Mohon tunggu...
Nok Asna
Nok Asna Mohon Tunggu... Lainnya - Penikmat Senja dan Sastra.

Penikmat Senja dan Sastra.

Selanjutnya

Tutup

Trip Pilihan

Seperti Dendam, Rindu Akan Lombok Juga Harus Dibayar Tuntas (Part 1)

21 Agustus 2019   09:36 Diperbarui: 22 Agustus 2019   11:59 195
+
Laporkan Konten
Laporkan Akun
Kompasiana adalah platform blog. Konten ini menjadi tanggung jawab bloger dan tidak mewakili pandangan redaksi Kompas.

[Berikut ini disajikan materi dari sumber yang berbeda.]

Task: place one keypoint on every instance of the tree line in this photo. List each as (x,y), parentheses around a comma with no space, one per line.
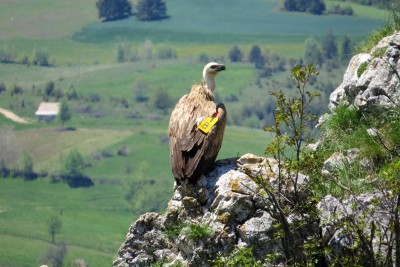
(146,10)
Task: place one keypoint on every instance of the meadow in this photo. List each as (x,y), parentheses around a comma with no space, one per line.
(83,52)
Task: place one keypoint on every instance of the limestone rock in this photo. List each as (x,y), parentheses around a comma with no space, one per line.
(376,86)
(226,203)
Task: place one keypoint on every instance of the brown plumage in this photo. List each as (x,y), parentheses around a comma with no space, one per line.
(193,152)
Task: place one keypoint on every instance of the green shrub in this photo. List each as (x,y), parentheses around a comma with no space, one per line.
(242,257)
(198,231)
(361,69)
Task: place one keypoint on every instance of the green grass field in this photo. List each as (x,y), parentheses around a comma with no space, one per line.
(84,54)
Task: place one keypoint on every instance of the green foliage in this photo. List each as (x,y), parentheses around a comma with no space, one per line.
(292,114)
(198,231)
(290,135)
(114,9)
(242,257)
(314,7)
(361,69)
(55,256)
(338,10)
(151,10)
(174,230)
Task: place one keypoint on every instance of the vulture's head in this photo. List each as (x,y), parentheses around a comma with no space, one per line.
(209,72)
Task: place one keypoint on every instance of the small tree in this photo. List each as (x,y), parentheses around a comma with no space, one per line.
(55,255)
(65,114)
(290,135)
(151,10)
(114,9)
(54,226)
(235,54)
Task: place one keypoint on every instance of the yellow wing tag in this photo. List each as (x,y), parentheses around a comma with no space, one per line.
(206,124)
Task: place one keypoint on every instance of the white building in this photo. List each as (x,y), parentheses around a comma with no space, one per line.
(47,111)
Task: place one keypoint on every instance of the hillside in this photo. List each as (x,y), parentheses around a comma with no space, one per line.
(113,105)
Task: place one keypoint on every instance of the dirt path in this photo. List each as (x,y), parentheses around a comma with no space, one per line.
(10,115)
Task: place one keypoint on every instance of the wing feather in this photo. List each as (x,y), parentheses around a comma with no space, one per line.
(192,151)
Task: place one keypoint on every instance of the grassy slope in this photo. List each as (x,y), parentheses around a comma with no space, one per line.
(95,220)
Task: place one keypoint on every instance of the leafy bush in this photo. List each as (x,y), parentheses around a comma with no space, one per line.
(243,257)
(361,69)
(198,231)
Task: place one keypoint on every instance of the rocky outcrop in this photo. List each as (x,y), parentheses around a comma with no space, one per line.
(225,204)
(227,209)
(372,79)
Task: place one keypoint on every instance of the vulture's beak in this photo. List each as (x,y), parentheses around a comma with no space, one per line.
(221,67)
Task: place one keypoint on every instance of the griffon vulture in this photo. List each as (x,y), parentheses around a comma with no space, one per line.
(196,128)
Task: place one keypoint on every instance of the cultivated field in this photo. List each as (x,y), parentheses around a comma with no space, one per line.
(107,116)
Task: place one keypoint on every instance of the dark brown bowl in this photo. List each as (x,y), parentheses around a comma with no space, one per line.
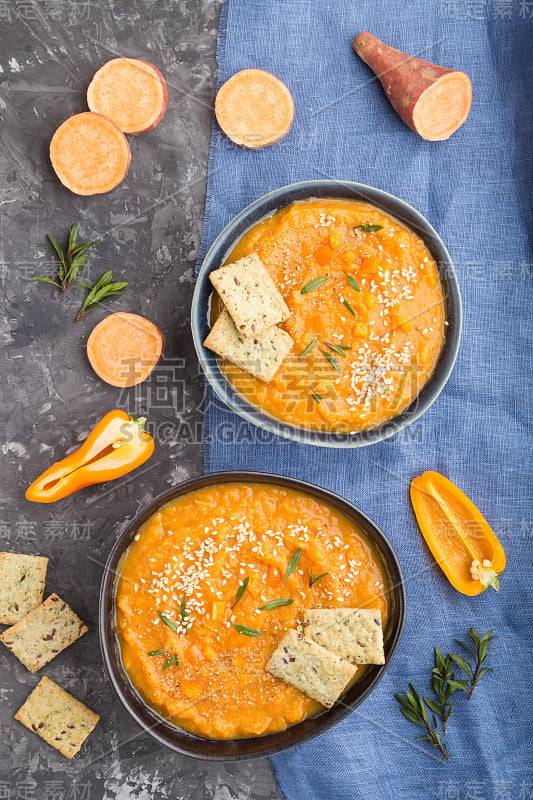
(179,740)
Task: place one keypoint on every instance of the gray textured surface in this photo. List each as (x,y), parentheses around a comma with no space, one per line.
(150,230)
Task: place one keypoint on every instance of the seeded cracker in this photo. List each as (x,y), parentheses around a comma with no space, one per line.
(261,355)
(250,295)
(352,633)
(43,633)
(57,717)
(310,668)
(22,580)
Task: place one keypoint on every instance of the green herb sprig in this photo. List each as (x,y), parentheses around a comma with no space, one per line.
(442,674)
(413,708)
(103,289)
(291,566)
(173,659)
(444,684)
(314,284)
(349,307)
(70,262)
(332,360)
(272,604)
(241,590)
(338,348)
(308,349)
(313,578)
(368,228)
(479,649)
(246,631)
(168,622)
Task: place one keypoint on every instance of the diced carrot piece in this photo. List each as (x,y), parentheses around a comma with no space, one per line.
(334,238)
(191,688)
(123,349)
(89,154)
(361,329)
(254,108)
(323,255)
(131,93)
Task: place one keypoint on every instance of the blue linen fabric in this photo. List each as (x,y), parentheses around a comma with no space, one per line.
(476,191)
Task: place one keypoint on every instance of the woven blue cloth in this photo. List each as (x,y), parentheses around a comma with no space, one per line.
(476,190)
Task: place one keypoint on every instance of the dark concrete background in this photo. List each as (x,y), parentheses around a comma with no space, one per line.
(149,230)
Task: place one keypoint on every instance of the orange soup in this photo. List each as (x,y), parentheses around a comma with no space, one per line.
(181,607)
(367,314)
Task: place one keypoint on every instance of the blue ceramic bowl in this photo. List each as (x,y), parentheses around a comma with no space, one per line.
(267,205)
(179,740)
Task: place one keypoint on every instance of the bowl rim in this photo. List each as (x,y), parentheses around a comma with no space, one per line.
(225,241)
(249,748)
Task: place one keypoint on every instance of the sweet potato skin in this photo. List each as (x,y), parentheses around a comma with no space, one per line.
(405,78)
(86,157)
(94,104)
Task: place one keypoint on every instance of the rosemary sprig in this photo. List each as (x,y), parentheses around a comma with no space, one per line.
(442,673)
(413,708)
(332,360)
(314,284)
(246,631)
(69,263)
(184,617)
(479,650)
(168,622)
(313,578)
(173,659)
(308,349)
(368,228)
(352,282)
(272,604)
(338,348)
(349,307)
(291,566)
(102,290)
(241,590)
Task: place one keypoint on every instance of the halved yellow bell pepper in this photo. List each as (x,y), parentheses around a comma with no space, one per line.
(458,535)
(116,446)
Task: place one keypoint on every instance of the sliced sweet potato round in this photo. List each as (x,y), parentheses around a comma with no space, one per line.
(89,154)
(124,348)
(131,93)
(254,108)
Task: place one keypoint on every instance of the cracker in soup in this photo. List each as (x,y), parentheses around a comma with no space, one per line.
(310,668)
(250,295)
(354,634)
(260,355)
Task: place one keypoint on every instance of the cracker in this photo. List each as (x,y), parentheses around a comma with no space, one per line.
(352,633)
(43,633)
(261,355)
(250,295)
(310,668)
(22,580)
(57,717)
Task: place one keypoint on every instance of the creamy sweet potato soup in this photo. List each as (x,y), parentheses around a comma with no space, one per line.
(184,623)
(367,314)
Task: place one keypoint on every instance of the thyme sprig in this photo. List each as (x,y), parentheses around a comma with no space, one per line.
(479,649)
(444,684)
(70,262)
(241,590)
(103,289)
(413,708)
(442,674)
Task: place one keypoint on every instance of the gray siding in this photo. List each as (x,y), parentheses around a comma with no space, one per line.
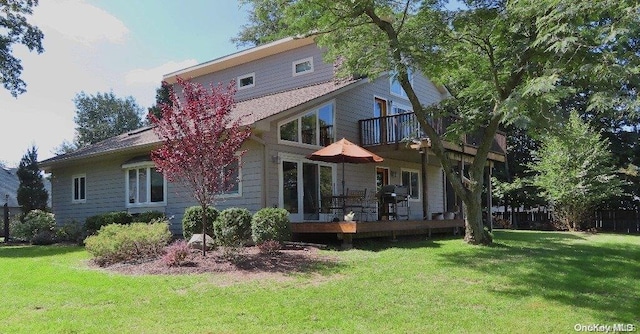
(106,189)
(274,74)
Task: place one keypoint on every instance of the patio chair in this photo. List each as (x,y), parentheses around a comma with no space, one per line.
(369,206)
(355,201)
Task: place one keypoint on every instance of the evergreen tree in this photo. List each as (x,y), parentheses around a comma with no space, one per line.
(31,192)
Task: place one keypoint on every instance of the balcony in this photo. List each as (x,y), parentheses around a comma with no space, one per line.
(401,128)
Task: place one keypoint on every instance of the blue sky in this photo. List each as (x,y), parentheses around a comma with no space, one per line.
(94,46)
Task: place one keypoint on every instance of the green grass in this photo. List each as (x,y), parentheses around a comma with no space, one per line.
(527,282)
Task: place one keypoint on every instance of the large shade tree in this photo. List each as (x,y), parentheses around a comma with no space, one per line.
(201,140)
(14,29)
(504,62)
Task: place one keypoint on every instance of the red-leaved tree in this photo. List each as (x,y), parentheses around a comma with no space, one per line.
(201,138)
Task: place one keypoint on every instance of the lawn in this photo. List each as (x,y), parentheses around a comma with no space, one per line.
(528,282)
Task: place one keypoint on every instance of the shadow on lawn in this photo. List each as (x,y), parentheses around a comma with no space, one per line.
(28,251)
(562,267)
(402,242)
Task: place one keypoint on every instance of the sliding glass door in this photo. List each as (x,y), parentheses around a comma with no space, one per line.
(305,188)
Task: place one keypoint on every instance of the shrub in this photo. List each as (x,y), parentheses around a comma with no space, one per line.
(270,224)
(69,232)
(176,254)
(35,222)
(94,223)
(271,247)
(192,221)
(233,227)
(149,216)
(118,243)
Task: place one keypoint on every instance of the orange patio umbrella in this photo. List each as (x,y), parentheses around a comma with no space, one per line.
(344,151)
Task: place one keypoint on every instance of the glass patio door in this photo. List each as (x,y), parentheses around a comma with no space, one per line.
(305,188)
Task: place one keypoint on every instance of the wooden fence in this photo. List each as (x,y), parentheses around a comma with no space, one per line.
(618,221)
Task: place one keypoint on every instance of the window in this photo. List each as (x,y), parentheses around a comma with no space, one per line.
(246,81)
(79,186)
(411,180)
(396,89)
(235,180)
(145,186)
(302,66)
(313,128)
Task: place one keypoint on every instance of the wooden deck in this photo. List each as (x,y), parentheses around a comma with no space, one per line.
(348,230)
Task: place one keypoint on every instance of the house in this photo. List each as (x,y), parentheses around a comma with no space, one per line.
(294,105)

Tiga tahun yang lalu, sekitar bulan Juli 2016 saya menginjakkan kaki di pulau Lombok untuk pertama kali. Saya sempat mengunjungi beberapa pantai dan mencoba makanan tradisional Lombok seperti nasi balap Puyung, ayam Taliwang, sate Rembiga, pelecing kangkung dan juga lainnya yang ternyata begitu memanjakan indera pengecap saya. Waktu itu saya merasa telah jatuh hati dengan Lombok. Pantai Senggigi, pantai Selong Belanak, pantai Kuta, Tanjung Aan, pantai Setangi, dan pantai-pantai lain yang saya lupa namanya, desa adat Sade, dan Malimbu yang eksotis.

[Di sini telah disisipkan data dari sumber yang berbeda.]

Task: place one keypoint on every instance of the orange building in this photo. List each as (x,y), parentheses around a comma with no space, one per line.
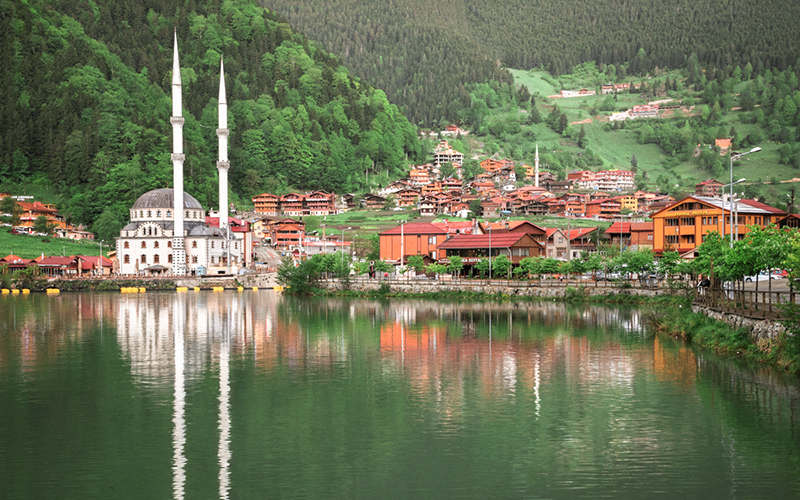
(417,238)
(266,204)
(32,211)
(683,225)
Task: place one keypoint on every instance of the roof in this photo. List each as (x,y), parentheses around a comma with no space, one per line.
(415,228)
(743,206)
(628,227)
(468,241)
(573,233)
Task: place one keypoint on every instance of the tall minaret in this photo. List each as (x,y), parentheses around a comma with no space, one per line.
(223,164)
(178,247)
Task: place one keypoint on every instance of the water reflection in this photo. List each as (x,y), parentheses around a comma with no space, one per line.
(273,393)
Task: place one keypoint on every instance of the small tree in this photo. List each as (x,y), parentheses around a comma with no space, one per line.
(483,265)
(417,263)
(456,265)
(437,268)
(9,205)
(501,265)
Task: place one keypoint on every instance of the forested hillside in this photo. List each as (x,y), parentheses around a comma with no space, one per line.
(423,53)
(85,105)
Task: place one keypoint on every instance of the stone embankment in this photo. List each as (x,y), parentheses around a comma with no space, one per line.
(520,289)
(759,329)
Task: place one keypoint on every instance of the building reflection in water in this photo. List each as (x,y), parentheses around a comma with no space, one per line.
(444,352)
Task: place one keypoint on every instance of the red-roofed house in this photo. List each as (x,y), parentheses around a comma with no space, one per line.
(473,247)
(709,187)
(416,238)
(560,247)
(724,145)
(639,234)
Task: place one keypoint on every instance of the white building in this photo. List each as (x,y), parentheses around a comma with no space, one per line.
(168,232)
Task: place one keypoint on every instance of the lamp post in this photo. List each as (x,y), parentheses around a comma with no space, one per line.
(730,214)
(754,150)
(490,254)
(343,230)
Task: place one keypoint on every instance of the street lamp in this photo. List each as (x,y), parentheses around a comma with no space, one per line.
(730,213)
(343,230)
(489,227)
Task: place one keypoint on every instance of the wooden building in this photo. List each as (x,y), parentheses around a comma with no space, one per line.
(416,238)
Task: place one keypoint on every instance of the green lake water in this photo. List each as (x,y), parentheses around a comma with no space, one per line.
(258,395)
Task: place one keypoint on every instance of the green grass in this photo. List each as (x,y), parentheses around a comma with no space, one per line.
(29,247)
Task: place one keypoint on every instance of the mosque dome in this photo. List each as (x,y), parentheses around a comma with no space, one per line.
(165,198)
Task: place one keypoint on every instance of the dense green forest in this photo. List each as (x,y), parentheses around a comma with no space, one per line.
(424,53)
(85,105)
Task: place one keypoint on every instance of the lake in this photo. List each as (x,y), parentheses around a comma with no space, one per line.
(260,395)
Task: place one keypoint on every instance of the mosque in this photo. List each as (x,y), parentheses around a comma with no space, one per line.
(168,232)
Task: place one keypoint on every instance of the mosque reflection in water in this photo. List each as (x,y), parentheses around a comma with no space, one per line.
(441,350)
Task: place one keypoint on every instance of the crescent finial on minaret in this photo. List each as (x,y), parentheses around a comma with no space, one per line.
(222,99)
(176,67)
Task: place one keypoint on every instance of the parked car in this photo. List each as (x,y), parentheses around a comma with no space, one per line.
(779,274)
(762,276)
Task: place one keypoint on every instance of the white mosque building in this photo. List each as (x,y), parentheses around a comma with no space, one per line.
(168,232)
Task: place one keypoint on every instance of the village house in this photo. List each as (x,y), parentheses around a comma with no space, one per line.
(267,204)
(292,204)
(708,187)
(603,209)
(416,238)
(683,225)
(373,201)
(473,247)
(630,234)
(445,154)
(561,247)
(724,145)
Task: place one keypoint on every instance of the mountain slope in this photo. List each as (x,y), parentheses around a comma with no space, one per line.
(422,53)
(85,104)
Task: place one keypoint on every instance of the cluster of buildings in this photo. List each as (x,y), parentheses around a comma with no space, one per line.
(31,210)
(296,204)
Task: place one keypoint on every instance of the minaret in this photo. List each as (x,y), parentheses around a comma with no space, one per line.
(223,164)
(178,247)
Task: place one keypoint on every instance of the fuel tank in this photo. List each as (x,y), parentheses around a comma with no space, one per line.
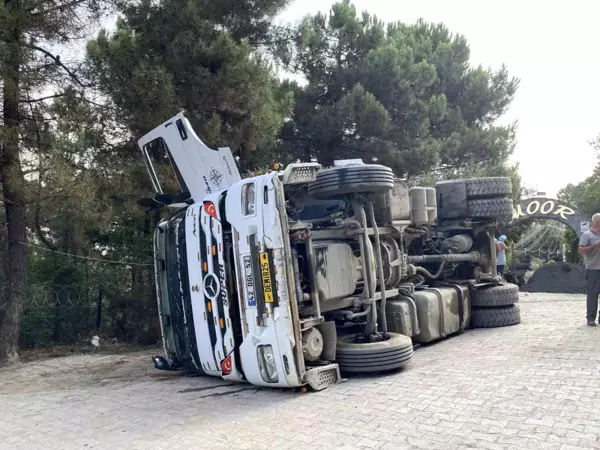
(442,311)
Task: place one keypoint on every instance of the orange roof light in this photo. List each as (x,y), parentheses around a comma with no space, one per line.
(210,209)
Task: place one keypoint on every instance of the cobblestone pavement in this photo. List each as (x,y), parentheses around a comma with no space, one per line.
(533,386)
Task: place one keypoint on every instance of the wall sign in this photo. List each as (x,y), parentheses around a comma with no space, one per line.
(550,208)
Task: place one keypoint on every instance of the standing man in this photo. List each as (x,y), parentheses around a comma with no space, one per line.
(589,247)
(501,248)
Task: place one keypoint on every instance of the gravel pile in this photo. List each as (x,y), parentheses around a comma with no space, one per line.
(559,278)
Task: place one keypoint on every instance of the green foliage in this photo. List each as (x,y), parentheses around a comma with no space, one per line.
(585,195)
(405,96)
(197,56)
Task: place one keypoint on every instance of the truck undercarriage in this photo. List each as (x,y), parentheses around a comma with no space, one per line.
(294,277)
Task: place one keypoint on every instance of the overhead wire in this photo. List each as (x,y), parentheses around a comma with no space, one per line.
(89,258)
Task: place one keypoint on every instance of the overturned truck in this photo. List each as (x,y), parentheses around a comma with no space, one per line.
(300,275)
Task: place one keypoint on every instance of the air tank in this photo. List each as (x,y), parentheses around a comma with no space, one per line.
(418,206)
(431,205)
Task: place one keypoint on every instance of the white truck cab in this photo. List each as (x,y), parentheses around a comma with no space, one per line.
(285,278)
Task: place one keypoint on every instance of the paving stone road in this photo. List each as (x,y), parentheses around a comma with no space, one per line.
(533,386)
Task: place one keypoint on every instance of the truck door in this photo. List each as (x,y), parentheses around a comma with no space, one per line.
(178,162)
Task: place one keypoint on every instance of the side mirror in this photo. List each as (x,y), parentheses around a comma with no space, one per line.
(161,363)
(149,203)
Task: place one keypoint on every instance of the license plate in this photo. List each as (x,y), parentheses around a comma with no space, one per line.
(265,273)
(249,281)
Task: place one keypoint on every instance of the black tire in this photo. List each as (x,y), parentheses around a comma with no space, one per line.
(339,181)
(502,316)
(490,208)
(503,295)
(391,354)
(491,187)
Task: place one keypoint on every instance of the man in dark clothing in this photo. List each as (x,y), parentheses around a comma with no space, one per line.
(589,246)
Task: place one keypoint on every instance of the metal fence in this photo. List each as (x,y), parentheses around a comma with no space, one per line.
(72,314)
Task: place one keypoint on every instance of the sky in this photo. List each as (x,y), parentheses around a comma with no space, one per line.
(551,46)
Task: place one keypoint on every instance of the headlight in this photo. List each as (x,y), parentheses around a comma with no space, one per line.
(266,363)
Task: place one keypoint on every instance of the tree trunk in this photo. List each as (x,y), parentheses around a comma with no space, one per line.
(13,187)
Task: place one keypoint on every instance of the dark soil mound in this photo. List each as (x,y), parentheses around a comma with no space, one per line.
(560,278)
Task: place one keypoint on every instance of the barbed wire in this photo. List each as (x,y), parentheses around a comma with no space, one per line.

Bulan Juli lalu, akhirnya saya berjumpa lagi dengan Lombok. Entah kenapa saat roda pesawat menyentuh landasan, rasanya hati saya diliputi haru seperti ketika kembali pulang ke rumah setelah sekian lama hidup di tanah orang. Saya bergegas menuju pintu keluar bandara dan menemui penjemput saya. Kali ini saya pergi bersama kakak dari @janjalantrip. Sebelumnya, saya sudah menentukan tempat yang akan saya kunjungi. Saya juga berencana mengunjungi beberapa tempat yang 3 tahun lalu pernah saya datangi untuk sekedar bernostalgia.

Hari Pertama

Saya sampai di bandara sekitar pukul 15.30 WITA, dari bandara, kak Leo mengajak saya menuju bukit Merese yang lokasinya di Lombok Tengah. Butuh waktu sekitar 45 menit dengan kecepatan ala pembalap pemula atau 1 jam bagi para penganut aliran slow motion untuk bisa sampai ke lokasi. Saya sengaja meminta ke bukit Merese sore hari untuk menikmati senja dari atas bukit. Sebelum naik ke bukit, kami mampir dahulu di pantai Tanjung Aan. Sekalian bernostalgia, dan karena ternyata bukit Merese sungguh sangat dekat dengan Tanjung Aan. Tiga tahun lalu sepertinya nama bukit Merese belum naik daun, sehingga teman saya dulu tidak mengajak saya melihat bukit tersebut. 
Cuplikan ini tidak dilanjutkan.